喫煙室以外での喫煙が禁止だということをすっかり失念していたソウジは部屋を出て、喫煙室を探しに向かった。




機体名:ヤマト
分類:地球連邦軍超弩級宇宙戦艦
建造:地球連邦軍
全高:99.34メートル
全長:333メートル
乗員:999名(叢雲総司、如月千歳らの乗艦があることから、1000人以上の収容が可能と思われる)

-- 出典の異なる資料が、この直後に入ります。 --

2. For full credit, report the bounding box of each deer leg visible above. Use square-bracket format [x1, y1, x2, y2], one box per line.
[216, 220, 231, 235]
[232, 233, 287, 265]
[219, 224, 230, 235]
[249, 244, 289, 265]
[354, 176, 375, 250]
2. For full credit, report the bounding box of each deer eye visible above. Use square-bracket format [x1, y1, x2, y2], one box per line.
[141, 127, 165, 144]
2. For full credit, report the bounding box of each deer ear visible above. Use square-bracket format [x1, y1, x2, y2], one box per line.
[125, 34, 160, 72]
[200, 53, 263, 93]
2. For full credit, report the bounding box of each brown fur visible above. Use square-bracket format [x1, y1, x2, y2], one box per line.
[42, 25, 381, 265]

武装:ショックカノン×9(三式融合弾との切り替え可能)、20サンチ三連装副砲塔×6、パルスレーザー近接防御砲×90、垂直ミサイル発射管、魚雷発射管、94式爆雷投影機、波動砲、波動防壁、ロケットアンカー、重力アンカー
主なパイロット:沖田十三

「イズモ計画」の一環として、人類の居住可能な新たな星への輸送船として開発された艦をイスカンダルから供与された波動エンジンを搭載することで地球人類史上初の恒星間航行用宇宙船へと改造したもの。
クラップやサラミス、キリシマなどの地球連邦軍の従来の戦艦とは大きく異なる、昭和時代の日本の戦艦に似た外見をしており、波動エンジンの搭載により、これまでの地球連邦軍の戦艦をはるかに凌駕する出力と耐久性などを発揮している。

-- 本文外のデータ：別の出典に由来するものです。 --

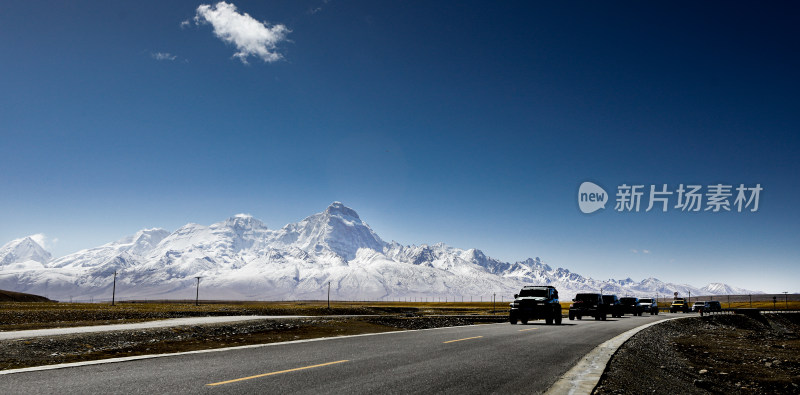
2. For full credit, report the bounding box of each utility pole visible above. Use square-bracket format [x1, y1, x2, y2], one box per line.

特徴的なのは艦首に搭載されている波動砲で、ガミラスの浮遊大陸を一撃で崩壊させるほどの破壊力を秘めており、その恐ろしさから、沖田によりやむを得ない状況を除いて基本的には自主封印されている。
また、艦内には万能工作機をはじめとした工場の設備もあり、弾薬やヤマトのパーツだけでなく、データさえあればありとあらゆるパーツを作ることが可能となっている。
ただし、資材の原材料については敵基地や敵艦、敵機動兵器のスクラップを回収する形で確保する必要がある。
ちなみに、ヤマトの食料はOMCSという供給システムによって賄われているものの、動物性たんぱく質の供給については知らないほうがいい方法が使われており、それを知っている兵士はOMCS製の肉や魚を口にすることを拒否する人もあり、そういう面々はカロリーブロック、もしくは地球連邦軍特製のまずいレーションを口にすることが多く、そうした兵士の味覚が地球帰還前に破たんするか否かの賭けが始めってしまう始末(真田に関しては破たんするが優勢となっている)。